Optimisation and training techniques for deep learning

Today we’re looking at the ‘optimisation and training techniques’ section from the ‘top 100 awesome deep learning papers’ list.

Random search for hyper-parameter optimization

A machine learning model is itself parameterised by a large number of different parameters (e.g., learning rate, number of hidden units, strength of weight regularization). How you set these hyper-parameters can have a big impact on the overall results achieved, but finding an optimal set of hyper-parameters is far from easy. Essentially it boils down to picking some sets of parameters and trying them to see how well they work. How do you choose which sets to pick though? Even with a relatively small number of parameters it’s impossible to do an exhaustive search as the search space grows exponentially with the number of hyper-parameters. Furthermore, each trial is expensive – you have to train the full model using the hyper-parameters and see how well it performs, so practically you can’t do too many of them. In fact, it’s plain to see that you can only cover a tiny fraction of the overall search space.

Two common approaches for finding good hyper-parameter values as of 2012 were human intuition guided search, and a grid search in which you explore points in an evenly spaced grid laid over the search space.

A major drawback of manual search is the difficulty in reproducing results. This is important both for the progress of scientific research in machine learning as well as for ease of application of learning algorithms by non-expert users. On the other hand, grid search along does very poorly in practice (as discussed here).

What the authors show, is that a random search turns out to be a surprisingly effective technique, while also being just as easy to implement as a parallel search. The reason random search turns out to work so well is due to two key properties:

  1. It turns out that the parameter space has a low effective dimensionality . That is, some parameters matter much more than others when it comes to finding good settings.
  2. Which parameters those are varies according to the dataset (i.e., you can’t just find the two most important parameters for some model architecture and then always optimise based on just those).
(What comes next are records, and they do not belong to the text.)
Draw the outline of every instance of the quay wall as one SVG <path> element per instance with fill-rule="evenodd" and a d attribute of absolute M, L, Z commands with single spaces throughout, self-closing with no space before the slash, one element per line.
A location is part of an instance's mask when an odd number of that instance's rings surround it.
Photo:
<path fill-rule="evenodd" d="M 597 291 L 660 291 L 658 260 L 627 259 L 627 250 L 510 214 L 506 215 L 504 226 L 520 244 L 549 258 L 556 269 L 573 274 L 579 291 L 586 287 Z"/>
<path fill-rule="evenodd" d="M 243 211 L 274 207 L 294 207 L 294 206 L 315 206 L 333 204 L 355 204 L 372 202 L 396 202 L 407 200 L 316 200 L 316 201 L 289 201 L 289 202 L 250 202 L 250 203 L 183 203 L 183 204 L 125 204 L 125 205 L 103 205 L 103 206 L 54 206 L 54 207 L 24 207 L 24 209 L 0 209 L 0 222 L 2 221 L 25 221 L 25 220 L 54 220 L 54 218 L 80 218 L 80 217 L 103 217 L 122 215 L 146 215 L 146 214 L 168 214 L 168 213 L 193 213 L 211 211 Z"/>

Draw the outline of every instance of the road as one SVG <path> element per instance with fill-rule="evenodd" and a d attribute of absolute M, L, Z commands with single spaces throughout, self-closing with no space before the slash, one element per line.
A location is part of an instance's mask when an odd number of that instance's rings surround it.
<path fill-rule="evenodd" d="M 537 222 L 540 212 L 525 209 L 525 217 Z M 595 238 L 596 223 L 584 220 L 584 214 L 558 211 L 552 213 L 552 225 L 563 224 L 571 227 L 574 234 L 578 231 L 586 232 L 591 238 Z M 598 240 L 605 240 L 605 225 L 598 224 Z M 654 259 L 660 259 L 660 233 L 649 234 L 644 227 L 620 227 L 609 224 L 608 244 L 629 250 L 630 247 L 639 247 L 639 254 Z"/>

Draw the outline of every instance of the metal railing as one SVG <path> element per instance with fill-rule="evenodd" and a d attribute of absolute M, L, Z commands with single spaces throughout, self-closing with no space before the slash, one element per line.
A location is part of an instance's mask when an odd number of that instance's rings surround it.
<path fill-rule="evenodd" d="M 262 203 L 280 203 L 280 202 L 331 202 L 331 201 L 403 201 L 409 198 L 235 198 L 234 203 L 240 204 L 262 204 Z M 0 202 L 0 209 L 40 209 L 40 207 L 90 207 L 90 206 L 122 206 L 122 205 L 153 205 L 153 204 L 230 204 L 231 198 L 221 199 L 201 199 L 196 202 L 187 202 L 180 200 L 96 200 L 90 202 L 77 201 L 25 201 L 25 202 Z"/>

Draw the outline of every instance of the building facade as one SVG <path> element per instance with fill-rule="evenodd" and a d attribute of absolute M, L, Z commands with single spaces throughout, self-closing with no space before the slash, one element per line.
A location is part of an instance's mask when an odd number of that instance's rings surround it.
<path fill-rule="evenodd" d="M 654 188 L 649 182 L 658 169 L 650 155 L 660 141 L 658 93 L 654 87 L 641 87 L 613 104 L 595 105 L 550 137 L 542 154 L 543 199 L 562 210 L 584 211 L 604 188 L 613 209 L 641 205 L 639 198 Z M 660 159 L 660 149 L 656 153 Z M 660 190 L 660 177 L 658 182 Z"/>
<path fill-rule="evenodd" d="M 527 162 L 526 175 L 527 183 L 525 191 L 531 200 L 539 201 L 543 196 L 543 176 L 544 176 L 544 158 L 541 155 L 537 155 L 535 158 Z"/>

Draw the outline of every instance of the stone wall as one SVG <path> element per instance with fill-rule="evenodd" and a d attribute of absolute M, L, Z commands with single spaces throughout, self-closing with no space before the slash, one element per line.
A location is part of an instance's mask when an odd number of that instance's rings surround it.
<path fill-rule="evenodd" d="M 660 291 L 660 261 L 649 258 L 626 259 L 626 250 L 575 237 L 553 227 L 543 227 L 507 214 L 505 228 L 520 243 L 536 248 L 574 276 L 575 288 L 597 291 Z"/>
If a researcher could know ahead of time which subspaces are important, then they could design an appropriate grid. But when they can’t know this, grid search fails. Consider the following simple illustration in 2-dimensional space. We have one parameter that turns out to be important (on the x-axis) and one that turns out to be unimportant (on the y-axis).

The grid search only touches three points along the important dimension, whereas the random search tests nine points – thus the random search has a much better chance of finding a good setting along this dimension.

To study the effects with real networks the authors plot random experiment efficiency curves, which look like this:

At each point x on the x-axis, you are seeing the results of exploring multiple hyper-parameter optimisation experiments, where each experiment trialled x different hyper-parameter sets. Thus on the y-axis we see the accuracy you could expect to achieve if running a hyper-parameter search with x trials.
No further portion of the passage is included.